Poster: Diseases of Plants: New & Emerging Diseases
Phytophthora nicotianae causing foliar blight of Codiaeum variegatum and Zamioculcas zamiifolia in Florida
G. Sanahuja (1), P. Lopez (1), A. Palmateer (1) (1) University of Florida, U.S.A.
Phytophthora is an oomycete plant pathogen, commonly known as a ‘water mold’ that attacks all parts of the host plant, causing root, crown and stem rot and foliar blight. Phytophthora diseases affect numerous ornamentals in nurseries, garden centers and landscapes generally during the hot and humid rainy season in south Florida.
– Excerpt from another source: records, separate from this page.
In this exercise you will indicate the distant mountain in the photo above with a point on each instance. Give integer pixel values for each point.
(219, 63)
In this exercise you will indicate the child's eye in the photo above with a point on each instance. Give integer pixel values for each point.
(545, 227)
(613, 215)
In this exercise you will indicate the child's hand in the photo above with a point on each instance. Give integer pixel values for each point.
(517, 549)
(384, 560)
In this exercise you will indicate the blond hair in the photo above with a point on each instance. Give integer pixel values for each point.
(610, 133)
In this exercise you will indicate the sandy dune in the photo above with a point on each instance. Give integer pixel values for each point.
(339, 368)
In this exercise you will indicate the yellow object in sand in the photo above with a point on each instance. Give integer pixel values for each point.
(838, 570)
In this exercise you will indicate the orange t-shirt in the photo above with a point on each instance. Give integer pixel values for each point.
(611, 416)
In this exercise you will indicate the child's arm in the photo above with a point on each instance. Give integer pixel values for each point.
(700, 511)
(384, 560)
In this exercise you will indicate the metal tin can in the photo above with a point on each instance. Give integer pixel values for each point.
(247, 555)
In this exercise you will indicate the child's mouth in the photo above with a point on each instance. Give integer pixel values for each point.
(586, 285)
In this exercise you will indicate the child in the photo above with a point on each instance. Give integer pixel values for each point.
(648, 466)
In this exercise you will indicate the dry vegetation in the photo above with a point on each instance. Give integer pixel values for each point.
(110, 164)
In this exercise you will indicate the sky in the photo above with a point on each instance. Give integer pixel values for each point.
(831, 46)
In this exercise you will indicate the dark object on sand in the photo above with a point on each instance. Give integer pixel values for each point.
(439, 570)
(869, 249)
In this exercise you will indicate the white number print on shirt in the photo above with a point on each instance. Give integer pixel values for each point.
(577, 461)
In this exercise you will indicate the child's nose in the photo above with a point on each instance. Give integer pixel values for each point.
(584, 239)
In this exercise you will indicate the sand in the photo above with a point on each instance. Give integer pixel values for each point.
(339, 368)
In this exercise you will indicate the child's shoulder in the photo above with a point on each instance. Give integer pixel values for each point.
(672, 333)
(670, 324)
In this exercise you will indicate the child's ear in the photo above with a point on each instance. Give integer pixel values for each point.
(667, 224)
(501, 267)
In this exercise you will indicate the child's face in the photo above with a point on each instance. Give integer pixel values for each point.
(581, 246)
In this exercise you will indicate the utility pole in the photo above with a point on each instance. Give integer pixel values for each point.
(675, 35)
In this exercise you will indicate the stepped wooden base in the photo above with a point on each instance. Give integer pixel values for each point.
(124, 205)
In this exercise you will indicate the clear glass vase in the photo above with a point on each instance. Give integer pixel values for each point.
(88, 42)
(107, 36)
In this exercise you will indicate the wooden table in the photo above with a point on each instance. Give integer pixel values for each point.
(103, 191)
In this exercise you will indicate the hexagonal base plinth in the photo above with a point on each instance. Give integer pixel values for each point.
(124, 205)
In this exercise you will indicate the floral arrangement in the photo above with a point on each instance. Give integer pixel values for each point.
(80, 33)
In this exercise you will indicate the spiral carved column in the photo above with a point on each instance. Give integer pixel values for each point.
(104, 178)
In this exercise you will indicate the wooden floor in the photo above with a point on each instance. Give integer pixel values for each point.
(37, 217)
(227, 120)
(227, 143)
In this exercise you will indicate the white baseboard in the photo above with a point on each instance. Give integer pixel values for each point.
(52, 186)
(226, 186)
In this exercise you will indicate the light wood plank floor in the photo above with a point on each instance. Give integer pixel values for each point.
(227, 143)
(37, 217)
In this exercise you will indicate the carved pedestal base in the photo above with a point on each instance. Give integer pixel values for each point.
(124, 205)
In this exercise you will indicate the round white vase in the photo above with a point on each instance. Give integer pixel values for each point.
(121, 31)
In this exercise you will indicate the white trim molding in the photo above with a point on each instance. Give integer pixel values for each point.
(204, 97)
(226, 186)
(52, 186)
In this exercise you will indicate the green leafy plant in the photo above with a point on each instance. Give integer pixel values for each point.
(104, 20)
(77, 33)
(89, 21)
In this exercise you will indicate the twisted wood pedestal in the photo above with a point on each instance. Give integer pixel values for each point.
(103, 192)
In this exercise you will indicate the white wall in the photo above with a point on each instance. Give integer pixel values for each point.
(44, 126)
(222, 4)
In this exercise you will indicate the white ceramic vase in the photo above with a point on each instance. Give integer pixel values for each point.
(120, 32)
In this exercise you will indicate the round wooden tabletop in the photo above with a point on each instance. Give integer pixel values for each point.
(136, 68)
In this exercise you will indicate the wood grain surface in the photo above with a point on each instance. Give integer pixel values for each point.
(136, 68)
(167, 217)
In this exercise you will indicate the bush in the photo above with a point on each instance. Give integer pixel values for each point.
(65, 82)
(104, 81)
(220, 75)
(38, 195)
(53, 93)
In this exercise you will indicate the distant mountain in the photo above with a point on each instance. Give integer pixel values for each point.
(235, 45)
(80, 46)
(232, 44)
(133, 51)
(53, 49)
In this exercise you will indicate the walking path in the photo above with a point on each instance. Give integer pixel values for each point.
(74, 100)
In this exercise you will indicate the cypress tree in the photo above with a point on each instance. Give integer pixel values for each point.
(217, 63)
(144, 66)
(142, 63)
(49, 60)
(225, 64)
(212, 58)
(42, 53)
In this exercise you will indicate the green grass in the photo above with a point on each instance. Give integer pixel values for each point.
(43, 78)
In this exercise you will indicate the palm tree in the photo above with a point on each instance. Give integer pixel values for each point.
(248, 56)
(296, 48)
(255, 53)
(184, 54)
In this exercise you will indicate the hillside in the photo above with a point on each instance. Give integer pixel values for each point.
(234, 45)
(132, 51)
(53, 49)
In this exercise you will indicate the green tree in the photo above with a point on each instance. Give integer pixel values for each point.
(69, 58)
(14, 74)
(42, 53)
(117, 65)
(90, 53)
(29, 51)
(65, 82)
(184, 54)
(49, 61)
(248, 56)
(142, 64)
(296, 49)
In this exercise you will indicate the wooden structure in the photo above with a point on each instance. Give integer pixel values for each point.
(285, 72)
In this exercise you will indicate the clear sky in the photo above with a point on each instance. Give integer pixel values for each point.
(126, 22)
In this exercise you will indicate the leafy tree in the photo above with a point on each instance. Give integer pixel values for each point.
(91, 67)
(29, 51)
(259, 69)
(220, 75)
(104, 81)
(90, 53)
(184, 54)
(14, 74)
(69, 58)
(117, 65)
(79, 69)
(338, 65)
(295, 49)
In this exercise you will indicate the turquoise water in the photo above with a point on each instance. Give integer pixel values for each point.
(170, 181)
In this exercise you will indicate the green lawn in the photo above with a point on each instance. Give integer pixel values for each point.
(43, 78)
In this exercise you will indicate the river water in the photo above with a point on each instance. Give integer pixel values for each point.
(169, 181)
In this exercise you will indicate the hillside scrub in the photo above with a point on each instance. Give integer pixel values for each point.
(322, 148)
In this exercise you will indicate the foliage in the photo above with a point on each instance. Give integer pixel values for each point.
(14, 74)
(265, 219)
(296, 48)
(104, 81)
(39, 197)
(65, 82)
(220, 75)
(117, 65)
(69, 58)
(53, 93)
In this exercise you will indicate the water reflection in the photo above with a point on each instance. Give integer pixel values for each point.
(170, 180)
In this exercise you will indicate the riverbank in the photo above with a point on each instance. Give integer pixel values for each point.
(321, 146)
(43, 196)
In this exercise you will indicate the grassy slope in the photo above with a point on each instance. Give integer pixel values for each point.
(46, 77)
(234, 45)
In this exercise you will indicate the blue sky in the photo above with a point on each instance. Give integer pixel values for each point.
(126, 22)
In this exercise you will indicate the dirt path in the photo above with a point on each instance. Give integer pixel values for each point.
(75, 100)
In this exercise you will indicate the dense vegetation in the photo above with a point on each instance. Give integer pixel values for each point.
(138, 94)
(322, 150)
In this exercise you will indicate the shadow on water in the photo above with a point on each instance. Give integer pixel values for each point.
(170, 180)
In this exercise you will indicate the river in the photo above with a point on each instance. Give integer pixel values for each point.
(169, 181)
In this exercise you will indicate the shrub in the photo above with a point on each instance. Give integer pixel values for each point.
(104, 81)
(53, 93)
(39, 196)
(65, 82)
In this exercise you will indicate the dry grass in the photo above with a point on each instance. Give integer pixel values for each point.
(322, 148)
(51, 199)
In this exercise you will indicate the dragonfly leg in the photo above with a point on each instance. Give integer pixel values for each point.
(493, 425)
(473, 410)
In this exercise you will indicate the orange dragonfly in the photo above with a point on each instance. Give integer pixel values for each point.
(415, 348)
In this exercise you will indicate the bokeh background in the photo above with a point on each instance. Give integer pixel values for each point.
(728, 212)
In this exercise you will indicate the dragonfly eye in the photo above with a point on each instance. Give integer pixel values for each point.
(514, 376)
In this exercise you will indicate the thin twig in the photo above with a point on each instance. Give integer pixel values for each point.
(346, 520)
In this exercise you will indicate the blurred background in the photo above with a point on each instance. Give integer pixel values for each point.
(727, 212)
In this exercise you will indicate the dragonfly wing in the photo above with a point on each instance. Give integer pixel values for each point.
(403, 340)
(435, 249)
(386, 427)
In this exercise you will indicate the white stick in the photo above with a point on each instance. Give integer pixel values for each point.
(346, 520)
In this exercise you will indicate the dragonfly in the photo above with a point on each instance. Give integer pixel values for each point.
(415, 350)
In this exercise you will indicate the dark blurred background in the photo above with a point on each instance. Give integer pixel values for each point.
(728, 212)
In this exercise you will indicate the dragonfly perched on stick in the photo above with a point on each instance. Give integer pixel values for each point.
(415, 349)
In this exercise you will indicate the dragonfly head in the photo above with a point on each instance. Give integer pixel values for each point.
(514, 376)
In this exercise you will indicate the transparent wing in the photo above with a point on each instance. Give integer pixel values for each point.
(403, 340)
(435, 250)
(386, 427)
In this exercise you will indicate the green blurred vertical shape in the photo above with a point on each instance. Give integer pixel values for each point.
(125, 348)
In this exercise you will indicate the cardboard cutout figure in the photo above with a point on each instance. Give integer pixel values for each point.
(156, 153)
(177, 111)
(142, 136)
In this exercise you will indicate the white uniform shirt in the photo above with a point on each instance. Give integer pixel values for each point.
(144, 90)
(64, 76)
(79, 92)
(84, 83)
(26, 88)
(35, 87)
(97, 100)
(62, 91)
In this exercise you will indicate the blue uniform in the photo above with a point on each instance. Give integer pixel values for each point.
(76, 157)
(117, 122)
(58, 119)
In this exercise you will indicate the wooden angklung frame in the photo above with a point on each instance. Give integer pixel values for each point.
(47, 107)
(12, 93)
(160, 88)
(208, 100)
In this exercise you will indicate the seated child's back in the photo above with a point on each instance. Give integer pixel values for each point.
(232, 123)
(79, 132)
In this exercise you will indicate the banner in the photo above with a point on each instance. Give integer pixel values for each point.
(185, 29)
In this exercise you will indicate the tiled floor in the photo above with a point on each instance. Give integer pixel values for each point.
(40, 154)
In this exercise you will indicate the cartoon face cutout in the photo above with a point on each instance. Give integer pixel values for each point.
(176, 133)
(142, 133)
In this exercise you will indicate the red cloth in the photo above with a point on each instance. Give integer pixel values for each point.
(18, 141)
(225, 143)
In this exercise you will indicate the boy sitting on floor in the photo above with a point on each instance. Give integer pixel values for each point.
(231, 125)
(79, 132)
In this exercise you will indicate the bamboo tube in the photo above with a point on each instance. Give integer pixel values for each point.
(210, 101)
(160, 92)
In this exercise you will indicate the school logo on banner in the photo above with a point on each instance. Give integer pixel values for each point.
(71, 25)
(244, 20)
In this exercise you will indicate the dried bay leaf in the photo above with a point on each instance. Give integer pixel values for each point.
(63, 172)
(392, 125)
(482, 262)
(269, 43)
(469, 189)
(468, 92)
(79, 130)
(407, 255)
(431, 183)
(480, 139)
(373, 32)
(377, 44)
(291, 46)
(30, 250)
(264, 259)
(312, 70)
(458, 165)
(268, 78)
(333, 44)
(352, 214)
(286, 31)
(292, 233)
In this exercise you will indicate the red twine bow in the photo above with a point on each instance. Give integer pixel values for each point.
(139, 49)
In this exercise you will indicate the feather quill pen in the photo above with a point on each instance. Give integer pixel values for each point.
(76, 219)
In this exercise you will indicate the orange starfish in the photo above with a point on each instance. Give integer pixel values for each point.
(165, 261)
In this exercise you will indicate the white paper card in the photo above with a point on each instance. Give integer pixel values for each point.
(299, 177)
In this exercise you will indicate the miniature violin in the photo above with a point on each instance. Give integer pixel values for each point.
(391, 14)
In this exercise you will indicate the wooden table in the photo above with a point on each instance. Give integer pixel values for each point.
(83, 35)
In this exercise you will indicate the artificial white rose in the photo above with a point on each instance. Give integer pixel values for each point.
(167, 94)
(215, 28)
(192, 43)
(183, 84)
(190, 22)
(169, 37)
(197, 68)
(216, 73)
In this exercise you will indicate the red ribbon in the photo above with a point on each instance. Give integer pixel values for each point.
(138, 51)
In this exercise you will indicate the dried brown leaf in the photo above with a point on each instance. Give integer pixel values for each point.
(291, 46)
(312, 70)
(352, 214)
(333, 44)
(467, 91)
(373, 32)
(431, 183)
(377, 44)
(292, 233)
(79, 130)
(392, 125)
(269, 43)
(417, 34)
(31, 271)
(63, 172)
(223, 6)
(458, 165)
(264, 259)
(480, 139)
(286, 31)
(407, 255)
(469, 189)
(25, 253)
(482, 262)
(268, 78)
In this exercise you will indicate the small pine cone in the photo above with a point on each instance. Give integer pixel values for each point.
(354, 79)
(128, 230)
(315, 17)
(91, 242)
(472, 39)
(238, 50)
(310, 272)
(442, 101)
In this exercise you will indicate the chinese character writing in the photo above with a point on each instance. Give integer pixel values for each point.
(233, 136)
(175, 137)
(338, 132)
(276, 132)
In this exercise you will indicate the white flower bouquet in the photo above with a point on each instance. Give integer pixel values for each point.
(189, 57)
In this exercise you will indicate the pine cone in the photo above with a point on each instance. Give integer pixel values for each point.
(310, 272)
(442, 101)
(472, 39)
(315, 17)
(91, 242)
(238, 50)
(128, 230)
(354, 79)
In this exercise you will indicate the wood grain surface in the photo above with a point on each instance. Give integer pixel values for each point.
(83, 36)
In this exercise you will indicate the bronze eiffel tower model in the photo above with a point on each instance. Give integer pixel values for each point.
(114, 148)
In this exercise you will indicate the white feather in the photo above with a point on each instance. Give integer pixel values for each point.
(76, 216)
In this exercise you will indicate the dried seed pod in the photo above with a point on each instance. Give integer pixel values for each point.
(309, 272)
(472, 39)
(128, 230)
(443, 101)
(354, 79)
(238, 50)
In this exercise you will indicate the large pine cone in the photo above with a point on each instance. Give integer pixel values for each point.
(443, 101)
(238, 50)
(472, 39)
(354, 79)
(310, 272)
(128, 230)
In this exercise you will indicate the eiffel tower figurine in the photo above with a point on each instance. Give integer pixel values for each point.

Phytophthora nicotianae was isolated for the first time from diseased Codiaeum variegatum (‘variegated’ croton) and Zamioculcas zamiifolia (‘ZZ’ plant) plants. Initially the leaves appeared water soaked and eventually turned dark brown to black in both plants. Morphological characteristics, molecular analysis of the ITS region, and pathogenicity test revealed that P. nicotianae was the causal agent. Tropical foliage plants typically account for the greatest percentage of sales within the ornamental industry and we anticipate these diseases will have a substantial impact on tropical foliage in south Florida. Local tropical foliage producers lost 10% and 35% of croton and ZZ plant production, respectively. Therefore, it is important to enlist the use of effective, registered pesticides to provide preventative control of Phytophthora blight during the periods where consistent outbreaks occur.